A 11 anni Malala scriveva già un blog, sotto pseudonimo, per il sito della TV inglese BBC. Lo usava per denunciare il divieto di andare a scuola imposto nel 2009 dai talebani alle bambine e alle ragazze della valle di Swat, nel nord del Pakistan. A 15 subisce l’attentato sul bus che la porta a scuola. A 16 parla all’ONU. Non molla. I talebani giurano che prima o poi la metteranno a tacere per sempre. Dice Malala: «Realizziamo l’importanza della nostra voce quando ci mettono a tacere. Abbiamo realizzato l’importanza delle penne e dei libri quando abbiamo visto i fucili (…). Gli estremisti hanno paura dei libri e delle penne. Il potere dell’istruzione li spaventa. Hanno paura delle donne e del potere della loro voce (…). Prendiamo in mano le nostre penne e i nostri libri. Sono più potenti delle armi…».
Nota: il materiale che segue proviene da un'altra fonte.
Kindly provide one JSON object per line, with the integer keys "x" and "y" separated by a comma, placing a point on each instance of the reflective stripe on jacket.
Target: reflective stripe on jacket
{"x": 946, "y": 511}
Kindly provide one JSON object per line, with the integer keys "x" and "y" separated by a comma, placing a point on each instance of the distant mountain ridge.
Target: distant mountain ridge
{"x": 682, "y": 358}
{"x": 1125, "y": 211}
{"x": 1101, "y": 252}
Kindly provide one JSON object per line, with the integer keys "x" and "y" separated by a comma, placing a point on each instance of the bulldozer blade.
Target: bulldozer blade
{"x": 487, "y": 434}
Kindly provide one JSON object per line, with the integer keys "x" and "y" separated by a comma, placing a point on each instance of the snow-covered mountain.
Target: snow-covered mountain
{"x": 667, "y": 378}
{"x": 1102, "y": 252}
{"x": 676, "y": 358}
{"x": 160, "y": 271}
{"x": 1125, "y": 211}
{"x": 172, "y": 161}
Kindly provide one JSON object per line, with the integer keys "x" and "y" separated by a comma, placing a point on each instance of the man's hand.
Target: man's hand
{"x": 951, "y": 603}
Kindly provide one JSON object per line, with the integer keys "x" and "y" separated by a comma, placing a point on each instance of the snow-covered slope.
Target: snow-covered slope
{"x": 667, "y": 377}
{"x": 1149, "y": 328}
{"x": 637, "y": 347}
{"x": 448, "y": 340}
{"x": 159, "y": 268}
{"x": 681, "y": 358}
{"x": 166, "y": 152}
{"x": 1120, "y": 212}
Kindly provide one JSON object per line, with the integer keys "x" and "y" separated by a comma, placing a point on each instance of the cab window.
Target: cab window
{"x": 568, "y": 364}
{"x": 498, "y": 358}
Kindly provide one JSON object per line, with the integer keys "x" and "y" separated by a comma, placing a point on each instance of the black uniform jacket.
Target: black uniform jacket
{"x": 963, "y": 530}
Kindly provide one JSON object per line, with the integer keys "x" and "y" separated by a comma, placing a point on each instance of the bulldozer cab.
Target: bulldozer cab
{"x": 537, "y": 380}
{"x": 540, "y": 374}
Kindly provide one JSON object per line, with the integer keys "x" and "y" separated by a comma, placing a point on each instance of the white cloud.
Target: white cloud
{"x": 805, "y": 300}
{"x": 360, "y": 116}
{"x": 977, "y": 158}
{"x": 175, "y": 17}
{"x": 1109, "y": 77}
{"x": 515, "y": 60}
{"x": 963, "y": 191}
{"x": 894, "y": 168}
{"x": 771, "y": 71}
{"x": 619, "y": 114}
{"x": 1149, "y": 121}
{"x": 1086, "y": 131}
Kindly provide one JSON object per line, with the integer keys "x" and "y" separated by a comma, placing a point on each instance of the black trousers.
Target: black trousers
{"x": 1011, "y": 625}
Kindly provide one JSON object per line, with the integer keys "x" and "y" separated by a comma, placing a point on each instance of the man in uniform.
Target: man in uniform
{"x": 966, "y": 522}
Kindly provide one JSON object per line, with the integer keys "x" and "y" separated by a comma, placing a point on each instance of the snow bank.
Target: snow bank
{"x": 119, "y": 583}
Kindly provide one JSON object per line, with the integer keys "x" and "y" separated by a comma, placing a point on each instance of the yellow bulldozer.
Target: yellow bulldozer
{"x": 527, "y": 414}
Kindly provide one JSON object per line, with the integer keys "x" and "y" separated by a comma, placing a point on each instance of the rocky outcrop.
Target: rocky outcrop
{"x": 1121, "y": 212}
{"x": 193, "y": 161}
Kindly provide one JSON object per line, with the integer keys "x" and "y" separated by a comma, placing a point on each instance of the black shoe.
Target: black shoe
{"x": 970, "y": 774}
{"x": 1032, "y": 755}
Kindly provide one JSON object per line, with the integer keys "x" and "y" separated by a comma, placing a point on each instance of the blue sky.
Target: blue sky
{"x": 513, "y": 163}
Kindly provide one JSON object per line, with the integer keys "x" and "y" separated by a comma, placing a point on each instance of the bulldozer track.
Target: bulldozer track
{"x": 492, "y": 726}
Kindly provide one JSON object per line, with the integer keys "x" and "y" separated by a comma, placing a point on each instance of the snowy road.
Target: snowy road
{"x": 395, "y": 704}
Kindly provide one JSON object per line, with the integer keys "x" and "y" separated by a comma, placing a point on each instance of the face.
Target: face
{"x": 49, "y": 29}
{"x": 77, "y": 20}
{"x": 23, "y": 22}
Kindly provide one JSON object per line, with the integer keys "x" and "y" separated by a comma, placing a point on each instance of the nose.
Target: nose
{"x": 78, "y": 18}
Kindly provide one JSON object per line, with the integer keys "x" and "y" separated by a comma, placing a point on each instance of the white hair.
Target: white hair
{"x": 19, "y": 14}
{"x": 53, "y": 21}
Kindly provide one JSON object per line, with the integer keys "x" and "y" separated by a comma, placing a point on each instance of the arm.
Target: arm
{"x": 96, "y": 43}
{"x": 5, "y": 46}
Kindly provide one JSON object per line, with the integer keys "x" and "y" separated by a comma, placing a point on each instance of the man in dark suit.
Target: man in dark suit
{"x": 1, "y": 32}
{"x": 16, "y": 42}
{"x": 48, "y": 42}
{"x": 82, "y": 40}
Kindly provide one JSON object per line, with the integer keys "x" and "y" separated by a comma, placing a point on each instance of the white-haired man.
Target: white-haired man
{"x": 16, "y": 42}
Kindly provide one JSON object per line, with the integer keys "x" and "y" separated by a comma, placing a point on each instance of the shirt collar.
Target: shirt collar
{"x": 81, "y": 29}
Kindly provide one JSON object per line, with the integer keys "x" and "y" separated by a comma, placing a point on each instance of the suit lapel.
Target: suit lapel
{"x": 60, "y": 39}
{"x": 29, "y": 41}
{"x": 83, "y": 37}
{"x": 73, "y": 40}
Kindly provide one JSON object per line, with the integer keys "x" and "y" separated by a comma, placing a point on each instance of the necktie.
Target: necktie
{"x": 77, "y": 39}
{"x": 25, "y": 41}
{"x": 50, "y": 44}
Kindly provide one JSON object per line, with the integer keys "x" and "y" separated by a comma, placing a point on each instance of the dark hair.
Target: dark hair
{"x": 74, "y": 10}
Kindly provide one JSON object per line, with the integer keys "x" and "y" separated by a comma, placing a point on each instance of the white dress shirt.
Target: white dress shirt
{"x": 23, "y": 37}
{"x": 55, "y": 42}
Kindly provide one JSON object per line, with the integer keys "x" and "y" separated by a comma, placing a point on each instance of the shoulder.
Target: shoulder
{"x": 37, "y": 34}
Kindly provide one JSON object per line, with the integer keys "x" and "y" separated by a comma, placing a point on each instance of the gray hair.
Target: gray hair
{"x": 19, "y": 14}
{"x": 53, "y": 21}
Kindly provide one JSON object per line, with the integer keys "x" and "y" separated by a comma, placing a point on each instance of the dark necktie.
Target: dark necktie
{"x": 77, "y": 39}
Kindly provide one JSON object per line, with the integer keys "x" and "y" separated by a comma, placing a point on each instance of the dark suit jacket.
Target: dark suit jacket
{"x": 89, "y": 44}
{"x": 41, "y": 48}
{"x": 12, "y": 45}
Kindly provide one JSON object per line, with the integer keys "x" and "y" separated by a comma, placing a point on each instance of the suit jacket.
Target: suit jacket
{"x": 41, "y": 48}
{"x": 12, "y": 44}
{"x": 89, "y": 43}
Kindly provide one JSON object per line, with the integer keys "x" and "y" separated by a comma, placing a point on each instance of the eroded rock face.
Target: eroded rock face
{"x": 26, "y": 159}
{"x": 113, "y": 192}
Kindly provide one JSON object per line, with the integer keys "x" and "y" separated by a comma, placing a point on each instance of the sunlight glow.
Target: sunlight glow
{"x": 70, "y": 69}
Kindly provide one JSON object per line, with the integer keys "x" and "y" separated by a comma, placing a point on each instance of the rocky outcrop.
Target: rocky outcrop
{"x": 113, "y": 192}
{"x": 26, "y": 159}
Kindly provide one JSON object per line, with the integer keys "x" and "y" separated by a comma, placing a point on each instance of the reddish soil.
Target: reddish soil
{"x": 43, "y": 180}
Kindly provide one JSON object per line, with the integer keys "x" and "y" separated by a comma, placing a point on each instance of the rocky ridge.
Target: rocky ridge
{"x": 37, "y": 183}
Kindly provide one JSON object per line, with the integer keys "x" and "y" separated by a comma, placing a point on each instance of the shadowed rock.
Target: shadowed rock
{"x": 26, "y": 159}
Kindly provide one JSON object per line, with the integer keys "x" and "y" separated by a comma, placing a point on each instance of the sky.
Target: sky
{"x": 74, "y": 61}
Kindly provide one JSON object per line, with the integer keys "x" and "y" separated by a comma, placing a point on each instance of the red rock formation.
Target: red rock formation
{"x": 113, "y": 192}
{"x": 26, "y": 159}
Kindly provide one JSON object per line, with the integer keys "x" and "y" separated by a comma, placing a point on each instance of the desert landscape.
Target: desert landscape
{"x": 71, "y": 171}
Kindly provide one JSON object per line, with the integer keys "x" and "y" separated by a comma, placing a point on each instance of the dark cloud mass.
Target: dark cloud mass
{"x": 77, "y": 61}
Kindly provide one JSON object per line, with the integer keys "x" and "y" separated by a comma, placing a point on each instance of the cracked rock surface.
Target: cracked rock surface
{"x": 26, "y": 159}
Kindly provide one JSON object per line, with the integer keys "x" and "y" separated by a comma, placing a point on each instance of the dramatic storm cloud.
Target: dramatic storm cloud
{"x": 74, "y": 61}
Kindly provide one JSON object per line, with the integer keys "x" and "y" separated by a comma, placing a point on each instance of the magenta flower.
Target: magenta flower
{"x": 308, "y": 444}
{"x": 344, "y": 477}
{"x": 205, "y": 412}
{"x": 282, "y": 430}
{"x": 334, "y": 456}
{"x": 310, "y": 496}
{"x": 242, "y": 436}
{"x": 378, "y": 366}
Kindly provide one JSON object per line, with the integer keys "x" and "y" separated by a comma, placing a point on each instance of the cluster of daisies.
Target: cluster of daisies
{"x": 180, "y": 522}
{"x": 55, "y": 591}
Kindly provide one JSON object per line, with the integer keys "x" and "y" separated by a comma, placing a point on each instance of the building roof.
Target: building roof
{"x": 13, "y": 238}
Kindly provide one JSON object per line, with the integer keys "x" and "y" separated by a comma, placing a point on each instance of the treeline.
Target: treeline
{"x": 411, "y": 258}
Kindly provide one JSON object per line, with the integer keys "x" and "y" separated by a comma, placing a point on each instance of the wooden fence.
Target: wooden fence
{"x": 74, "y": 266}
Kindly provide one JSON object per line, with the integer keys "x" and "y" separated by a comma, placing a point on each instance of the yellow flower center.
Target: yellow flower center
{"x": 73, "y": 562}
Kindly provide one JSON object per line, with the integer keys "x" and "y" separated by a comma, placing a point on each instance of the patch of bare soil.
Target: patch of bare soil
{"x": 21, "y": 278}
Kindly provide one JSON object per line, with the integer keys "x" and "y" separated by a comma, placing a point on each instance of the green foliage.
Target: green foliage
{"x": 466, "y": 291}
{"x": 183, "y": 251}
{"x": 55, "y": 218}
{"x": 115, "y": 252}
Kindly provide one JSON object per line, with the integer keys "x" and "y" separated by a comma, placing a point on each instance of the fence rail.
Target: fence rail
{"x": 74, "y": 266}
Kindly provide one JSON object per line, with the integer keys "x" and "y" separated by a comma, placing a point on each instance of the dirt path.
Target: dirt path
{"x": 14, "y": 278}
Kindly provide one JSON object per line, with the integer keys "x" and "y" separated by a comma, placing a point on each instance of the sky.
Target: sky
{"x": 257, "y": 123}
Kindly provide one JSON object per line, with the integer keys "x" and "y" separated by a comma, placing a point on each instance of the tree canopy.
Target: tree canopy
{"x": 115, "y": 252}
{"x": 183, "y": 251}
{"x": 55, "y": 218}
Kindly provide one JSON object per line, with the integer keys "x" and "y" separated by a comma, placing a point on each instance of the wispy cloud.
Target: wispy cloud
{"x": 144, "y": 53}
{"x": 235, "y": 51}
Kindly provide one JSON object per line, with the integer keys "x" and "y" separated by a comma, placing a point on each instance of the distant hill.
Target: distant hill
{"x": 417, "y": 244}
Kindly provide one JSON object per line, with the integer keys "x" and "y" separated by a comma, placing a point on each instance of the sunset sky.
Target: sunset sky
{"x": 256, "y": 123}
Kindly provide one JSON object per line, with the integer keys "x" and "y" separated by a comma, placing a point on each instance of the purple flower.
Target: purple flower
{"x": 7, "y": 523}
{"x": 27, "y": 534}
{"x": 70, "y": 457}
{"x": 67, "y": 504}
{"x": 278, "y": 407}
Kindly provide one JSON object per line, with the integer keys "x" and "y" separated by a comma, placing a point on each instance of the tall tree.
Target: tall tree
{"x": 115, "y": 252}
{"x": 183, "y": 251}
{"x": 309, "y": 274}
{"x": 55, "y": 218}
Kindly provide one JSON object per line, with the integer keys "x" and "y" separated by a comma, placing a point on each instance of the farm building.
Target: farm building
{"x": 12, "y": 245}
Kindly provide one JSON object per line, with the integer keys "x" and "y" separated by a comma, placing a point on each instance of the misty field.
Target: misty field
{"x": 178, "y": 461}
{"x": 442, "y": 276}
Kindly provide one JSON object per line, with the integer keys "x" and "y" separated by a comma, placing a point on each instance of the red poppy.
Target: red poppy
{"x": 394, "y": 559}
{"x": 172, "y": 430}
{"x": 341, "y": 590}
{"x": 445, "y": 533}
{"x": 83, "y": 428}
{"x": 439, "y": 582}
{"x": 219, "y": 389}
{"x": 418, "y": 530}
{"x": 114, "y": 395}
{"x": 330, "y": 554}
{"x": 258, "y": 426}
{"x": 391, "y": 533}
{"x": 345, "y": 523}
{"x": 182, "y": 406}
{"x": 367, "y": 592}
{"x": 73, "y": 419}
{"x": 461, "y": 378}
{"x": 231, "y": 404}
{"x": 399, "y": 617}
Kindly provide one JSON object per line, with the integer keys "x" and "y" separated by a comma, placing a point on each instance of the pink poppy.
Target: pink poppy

Perché in Occidente, e in Italia in particolare, culla di una cultura unica nel mondo, c’è invece questa crescente negligenza, se non franco disprezzo, nei confronti dell’istruzione? Certo, la scuola ha conosciuto un degrado sconfortante, con qualche isola felice, dovuta a insegnanti appassionati che amano educare al conoscere e al sapere, nonostante contesti scoraggianti. Tuttavia è la famiglia che oggi ha il ruolo più importante, persino più di ieri, proprio perché la scuola sta perdendo la sua capacità di dare un’istruzione che superi le barriere di origine sociale. Ieri era in grado di farlo, oggi non più. Lo vedo già in bambini piccolissimi: la precocità e qualità del linguaggio, la correttezza dei suoni, la proprietà e varietà di parole dipendono dai dialoghi ascoltati in famiglia. Questa qualità aumenta nettamente quando i genitori, o altre persone significative, leggono ai bambini fiabe e racconti fin da piccoli. La lettura non è surrogabile parcheggiando i bambini a guardare i cartoon per ore, anzi. La lettura affettuosa e dedicata di un adulto dà un premio di emozione, di tenerezza, di dedizione, che avvolge di calore il rito del leggere insieme, e scrive nella mente del piccolo che leggere è una cosa bellissima e apre mondi meravigliosi.
Io spero e prego che le forze del male non riescano a prevalere e a zittire Malala, questa ragazzina coraggiosissima che, a rischio della propria vita, testimonia e ci ricorda quanto siano preziosi e imperdibili il piacere dell’istruzione e la sua potenza trasformativa.